Since its launch, the festival has tried to promote better ties between India and Pakistan by screening Indian films and inviting Indian artists such as actor Ajay Devgan and director Mahesh Bhatt, who both attended the last festival in 2006.
But politics has cast a pall over the KaraFilm festival with tension between nuclear-armed India and Pakistan following the militant attack on Mumbai in November in which 179 people were killed.
"The rising tensions with our neighbor India after the brutal terrorist attacks in Mumbai have also negatively impacted the relationships we had so carefully cultivated over the last six years," said the festival director, Hasan Zaidi.
Zaidi said most of the Indian artists were heeding an Indian travel advisory to avoid Pakistan. Those who still wanted to come couldn't get visas, he said.
However, Zaidi said the festival would go on despite the problems, with more than 230 films from about 44 countries due to be screened in Karachi up to February 15.
"We are certainly not about to give up," Zaidi told a news conference.

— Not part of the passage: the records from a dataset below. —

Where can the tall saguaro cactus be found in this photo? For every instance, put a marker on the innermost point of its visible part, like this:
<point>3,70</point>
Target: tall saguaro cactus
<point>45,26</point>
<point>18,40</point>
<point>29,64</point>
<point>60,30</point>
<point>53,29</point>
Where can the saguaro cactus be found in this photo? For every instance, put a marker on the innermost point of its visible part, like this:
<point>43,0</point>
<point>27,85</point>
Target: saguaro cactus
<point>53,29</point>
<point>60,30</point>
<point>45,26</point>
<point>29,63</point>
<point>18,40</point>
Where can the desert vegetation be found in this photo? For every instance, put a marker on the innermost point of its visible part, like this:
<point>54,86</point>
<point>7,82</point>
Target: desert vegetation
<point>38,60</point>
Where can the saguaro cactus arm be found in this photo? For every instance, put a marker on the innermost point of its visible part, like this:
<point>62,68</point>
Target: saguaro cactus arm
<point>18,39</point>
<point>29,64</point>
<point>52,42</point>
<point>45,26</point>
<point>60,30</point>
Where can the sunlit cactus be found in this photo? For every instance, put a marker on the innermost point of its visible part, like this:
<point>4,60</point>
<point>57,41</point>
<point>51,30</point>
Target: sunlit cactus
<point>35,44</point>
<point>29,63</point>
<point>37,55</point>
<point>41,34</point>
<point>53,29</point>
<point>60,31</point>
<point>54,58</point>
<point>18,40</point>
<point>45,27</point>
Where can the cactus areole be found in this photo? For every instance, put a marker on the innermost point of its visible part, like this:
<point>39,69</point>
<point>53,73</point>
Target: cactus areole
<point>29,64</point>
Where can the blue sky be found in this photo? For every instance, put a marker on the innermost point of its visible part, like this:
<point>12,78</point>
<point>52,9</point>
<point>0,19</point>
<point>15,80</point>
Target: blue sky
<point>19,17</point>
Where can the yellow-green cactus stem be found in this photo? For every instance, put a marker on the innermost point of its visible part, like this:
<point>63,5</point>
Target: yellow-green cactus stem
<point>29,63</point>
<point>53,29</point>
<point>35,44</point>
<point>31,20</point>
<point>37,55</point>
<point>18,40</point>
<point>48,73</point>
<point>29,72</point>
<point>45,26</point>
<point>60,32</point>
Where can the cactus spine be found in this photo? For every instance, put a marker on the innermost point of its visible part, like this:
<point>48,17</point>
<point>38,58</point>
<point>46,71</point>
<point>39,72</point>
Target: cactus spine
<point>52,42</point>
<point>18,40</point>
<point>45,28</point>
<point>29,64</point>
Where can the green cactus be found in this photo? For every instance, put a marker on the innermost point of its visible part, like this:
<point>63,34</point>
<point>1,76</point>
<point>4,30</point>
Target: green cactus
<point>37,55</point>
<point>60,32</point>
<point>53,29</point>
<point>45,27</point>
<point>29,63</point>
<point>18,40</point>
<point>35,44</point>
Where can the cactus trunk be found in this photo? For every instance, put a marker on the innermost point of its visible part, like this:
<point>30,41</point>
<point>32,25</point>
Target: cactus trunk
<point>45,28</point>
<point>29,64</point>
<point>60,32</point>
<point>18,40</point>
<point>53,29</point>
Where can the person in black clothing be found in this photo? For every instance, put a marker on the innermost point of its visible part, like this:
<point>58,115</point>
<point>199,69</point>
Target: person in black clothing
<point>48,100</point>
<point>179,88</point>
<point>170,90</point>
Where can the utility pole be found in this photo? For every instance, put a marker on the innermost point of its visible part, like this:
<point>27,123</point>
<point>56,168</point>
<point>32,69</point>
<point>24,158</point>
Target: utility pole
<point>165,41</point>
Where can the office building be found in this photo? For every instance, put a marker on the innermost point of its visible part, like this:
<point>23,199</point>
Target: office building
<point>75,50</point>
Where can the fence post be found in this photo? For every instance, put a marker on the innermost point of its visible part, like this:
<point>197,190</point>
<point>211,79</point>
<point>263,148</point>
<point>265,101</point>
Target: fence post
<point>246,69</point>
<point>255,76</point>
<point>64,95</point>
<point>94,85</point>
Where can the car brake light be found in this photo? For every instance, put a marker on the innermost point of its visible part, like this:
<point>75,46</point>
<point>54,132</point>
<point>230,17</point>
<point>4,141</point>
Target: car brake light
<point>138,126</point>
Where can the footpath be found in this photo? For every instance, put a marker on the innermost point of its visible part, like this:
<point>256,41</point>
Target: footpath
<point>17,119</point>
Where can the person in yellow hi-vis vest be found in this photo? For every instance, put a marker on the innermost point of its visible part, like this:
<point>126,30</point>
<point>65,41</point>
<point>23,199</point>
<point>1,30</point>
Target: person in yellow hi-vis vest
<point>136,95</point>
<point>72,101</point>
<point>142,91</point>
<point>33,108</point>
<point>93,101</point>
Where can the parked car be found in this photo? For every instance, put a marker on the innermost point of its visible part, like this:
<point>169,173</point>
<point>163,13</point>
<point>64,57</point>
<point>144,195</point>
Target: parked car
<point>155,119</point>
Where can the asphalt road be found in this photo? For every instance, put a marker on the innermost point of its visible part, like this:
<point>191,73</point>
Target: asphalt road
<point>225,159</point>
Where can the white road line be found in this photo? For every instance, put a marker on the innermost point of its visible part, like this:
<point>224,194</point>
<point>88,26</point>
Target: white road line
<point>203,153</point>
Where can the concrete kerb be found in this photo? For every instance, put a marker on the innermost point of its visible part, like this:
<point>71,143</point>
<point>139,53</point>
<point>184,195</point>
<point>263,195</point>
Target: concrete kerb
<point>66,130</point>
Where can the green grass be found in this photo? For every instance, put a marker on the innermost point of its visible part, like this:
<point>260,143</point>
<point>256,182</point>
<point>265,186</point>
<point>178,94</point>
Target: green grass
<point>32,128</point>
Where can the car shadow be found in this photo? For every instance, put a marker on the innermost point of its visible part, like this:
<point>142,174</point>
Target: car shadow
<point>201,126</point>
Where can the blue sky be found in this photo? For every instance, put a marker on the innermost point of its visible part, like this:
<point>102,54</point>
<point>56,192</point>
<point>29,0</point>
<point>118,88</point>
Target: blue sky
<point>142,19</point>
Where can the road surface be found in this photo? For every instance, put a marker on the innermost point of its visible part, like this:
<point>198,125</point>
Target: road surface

"In a country where creativity and film is once again under attack from forces of extremism, and precious few institutions of art and culture exist, it is particularly galling to stand by and see all of one's efforts to establish just such a credible institution endangered."
The festival was launched in 2001 and was held annually until 2007, when it was postponed to early 2008 after a suicide bomb attack on former prime minister Benazir Bhutto's homecoming procession in Karachi killed about 140 people.
It was canceled after Bhutto's assassination in December 2007 sparked violence in Karachi and other parts of the south.
Among the films to be screened are 120 short films, more than 60 documentaries and about 50 feature films.
Films ranging from Australia to Iran and Venezuela will be shown as well as many from India including a documentary called "7 Islands and a Metro" which organizers say is a tale of Mumbai "through a tapestry of fiction, cinema verite, art objects ... sound installations and literary texts."